Procházka’s dramatic masterstroke was to stage much of the film in the presumably grace-and-favour house that Ludvík shares with his wife Anna (Jirina Bohdalová), and to have as many thematic nods to Edward Albee’s Who’s Afraid of Virginia Woolf? as to the universe of Franz Kafka. The film starts partway through the narrative, as Ludvík and Anna return home from the party, tired, drunk, horny (in her case) and desperately worried (in his). Their bickering is compulsively convincing, not least because they’re approaching their plight from different angles (she’s angry, he’s terrified), and the way that they bond in marital solidarity over their discovery of a number of tiny microphones is oddly touching – this isn’t a spoiler: Anna assumes throughout that the house is riddled with bugs, and joshingly refers to “The Ear” very early on.

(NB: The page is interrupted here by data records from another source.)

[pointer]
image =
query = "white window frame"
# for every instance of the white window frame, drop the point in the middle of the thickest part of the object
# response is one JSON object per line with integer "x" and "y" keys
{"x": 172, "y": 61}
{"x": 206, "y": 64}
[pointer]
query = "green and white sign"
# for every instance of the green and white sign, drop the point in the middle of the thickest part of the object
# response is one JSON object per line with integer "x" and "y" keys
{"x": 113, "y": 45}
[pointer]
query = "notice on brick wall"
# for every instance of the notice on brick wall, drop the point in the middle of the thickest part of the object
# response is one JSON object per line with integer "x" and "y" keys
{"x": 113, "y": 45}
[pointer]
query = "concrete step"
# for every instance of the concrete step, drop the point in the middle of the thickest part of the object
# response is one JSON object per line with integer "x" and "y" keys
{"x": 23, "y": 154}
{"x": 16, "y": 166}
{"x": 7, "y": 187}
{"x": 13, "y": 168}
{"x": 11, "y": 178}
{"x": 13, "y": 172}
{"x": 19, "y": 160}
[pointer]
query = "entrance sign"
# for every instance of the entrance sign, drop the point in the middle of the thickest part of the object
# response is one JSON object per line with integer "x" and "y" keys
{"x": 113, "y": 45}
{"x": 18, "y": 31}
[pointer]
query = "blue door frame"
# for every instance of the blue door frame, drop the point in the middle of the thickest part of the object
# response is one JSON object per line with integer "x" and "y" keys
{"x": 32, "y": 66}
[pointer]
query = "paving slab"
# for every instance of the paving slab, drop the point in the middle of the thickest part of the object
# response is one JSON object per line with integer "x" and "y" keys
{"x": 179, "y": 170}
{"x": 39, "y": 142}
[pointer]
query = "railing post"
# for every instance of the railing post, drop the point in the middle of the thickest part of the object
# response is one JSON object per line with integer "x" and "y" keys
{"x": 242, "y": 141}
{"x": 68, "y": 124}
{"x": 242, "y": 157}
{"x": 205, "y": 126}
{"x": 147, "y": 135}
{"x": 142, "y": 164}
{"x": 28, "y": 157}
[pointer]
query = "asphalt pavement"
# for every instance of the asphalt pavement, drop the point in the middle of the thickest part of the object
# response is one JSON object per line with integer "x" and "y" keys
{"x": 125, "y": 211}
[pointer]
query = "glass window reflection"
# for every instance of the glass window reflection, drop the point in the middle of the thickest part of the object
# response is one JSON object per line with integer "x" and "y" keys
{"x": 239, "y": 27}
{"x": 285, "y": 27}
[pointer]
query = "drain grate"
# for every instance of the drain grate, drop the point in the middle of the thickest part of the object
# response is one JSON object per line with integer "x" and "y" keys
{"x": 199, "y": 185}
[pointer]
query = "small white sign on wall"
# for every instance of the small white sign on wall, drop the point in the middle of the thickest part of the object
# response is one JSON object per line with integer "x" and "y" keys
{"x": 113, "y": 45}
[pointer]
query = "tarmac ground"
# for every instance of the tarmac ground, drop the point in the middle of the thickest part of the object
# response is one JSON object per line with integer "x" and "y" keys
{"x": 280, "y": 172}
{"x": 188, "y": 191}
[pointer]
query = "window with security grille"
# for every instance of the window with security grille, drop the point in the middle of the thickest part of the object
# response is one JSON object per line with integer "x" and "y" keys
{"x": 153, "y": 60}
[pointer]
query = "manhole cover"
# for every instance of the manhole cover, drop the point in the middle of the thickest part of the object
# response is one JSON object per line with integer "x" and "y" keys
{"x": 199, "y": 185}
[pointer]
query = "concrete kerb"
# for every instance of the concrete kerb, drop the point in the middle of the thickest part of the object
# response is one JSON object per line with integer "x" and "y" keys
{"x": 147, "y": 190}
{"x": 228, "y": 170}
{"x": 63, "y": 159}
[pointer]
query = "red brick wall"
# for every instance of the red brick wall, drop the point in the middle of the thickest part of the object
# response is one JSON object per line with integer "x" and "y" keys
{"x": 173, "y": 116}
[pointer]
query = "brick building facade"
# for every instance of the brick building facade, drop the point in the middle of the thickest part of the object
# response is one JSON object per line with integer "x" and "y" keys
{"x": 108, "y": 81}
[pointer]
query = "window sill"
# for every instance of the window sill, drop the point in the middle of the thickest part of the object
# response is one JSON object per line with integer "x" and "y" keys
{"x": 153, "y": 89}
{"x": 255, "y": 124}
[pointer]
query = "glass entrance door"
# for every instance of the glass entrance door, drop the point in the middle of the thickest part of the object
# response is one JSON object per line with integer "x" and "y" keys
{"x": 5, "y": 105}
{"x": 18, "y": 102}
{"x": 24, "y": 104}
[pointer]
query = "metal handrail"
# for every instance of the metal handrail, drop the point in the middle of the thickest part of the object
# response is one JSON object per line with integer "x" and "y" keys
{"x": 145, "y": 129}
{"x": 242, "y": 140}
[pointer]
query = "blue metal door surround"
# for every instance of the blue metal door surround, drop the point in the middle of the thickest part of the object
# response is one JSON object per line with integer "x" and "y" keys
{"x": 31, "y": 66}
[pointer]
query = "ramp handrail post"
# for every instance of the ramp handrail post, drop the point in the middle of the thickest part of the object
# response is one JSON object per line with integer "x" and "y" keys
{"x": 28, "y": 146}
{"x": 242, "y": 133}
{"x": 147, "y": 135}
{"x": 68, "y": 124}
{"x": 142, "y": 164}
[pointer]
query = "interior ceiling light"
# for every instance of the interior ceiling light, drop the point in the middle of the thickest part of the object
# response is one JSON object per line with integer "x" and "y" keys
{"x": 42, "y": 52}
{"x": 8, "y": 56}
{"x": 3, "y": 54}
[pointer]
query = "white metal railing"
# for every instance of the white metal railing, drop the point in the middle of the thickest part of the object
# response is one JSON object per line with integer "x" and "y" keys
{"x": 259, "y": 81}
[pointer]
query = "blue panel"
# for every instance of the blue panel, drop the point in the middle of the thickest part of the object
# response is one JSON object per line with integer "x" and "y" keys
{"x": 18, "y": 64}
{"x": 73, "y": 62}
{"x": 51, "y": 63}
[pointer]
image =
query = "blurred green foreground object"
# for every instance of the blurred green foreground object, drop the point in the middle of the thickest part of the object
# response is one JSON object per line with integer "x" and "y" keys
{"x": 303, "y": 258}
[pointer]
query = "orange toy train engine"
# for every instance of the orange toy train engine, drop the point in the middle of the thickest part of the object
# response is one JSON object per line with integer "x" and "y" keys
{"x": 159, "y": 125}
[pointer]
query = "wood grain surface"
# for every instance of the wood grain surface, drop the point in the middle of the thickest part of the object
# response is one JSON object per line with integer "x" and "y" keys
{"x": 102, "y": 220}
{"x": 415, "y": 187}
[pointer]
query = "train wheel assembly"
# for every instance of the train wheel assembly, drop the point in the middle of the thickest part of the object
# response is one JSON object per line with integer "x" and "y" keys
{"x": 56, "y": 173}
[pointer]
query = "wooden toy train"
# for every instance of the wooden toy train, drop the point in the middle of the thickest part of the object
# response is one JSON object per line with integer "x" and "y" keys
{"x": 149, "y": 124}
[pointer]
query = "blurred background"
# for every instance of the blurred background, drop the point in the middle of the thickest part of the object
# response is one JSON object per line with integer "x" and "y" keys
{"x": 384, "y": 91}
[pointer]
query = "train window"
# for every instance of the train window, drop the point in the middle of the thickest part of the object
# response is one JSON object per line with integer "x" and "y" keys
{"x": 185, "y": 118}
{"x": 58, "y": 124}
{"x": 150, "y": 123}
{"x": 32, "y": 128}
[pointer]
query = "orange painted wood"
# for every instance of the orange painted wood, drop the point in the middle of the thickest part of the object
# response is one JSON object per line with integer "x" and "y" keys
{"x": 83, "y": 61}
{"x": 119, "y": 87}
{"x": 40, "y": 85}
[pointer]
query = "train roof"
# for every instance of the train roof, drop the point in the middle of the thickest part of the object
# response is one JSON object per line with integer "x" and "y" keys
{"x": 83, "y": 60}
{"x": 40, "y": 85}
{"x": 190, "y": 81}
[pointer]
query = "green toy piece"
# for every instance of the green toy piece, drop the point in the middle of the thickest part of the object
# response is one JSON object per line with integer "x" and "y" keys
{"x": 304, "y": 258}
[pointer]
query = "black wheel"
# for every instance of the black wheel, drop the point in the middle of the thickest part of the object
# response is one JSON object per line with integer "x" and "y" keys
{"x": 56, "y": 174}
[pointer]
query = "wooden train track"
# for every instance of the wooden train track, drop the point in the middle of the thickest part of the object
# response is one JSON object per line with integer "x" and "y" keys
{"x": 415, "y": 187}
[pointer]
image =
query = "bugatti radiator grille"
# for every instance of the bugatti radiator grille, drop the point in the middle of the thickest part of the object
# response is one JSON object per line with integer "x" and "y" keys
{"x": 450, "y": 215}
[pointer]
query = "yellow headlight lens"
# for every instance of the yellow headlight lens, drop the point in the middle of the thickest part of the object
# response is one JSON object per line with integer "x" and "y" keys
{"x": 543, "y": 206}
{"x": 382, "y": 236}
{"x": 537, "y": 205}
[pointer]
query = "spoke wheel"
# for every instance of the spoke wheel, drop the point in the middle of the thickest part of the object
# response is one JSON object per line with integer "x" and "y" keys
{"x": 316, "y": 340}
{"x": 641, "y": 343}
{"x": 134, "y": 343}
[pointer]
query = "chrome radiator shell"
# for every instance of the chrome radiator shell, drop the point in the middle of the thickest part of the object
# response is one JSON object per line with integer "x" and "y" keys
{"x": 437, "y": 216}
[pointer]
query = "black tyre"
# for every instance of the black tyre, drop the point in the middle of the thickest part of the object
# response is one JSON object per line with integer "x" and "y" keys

When the doorbell rings, have the men in suits that it heralds come to take Ludvík away, or do they merely hope to continue the party in a similarly congenial environment? Ostensibly the latter, but we’re never quite sure what their true motivations are. The film is riddled with similarly unsettling touches – why, if a power cut notionally extends for several blocks, does the next door house still have its lights on? Did the fact that Ludvík’s boss was Jewish inform his arrest? (Translation: is the non-Jewish Ludvík therefore safe?) Flashbacks to brief but potent encounters at the party pepper the central situation like unexpected gunfire (Miroslav Hájek, who cut many New Wave classics, is on frequently inspired form here). The Ear remains a brilliant analysis of how political power is maintained and enforced – and not just in a totalitarian situation. For instance, while the ministers purged in Boris Johnson’s notorious July 2019 reshuffle weren’t arrested and “disappeared”, one can have little doubt that the paranoia in those circles would have looked decidedly familiar to anyone who’d just watched this film.
Broadcast on Channel 4 in 1991, and then released on DVD in 2005, in both cases from a less than wonderful videotape source, The Ear has now been properly restored by the Czech National Film Archive and the new Second Run Blu-ray is a literal revelation. They’ve also added some excellent context-setting extras, including the thematically similar short film The Uninvited Guest (1969) which was also banned until 1990, but its creator Vlastimil Venclík didn’t have a reputation to fall back on and was effectively hounded out of the film industry altogether. Conversely, unlike many contemporaries, Kachyna carried on working (his filmography is both substantial and regularly spaced), but the fact that his next project was Jumping Over Puddles Again (1971), about the relationship between a young disabled boy and his horse, spoke volumes in itself.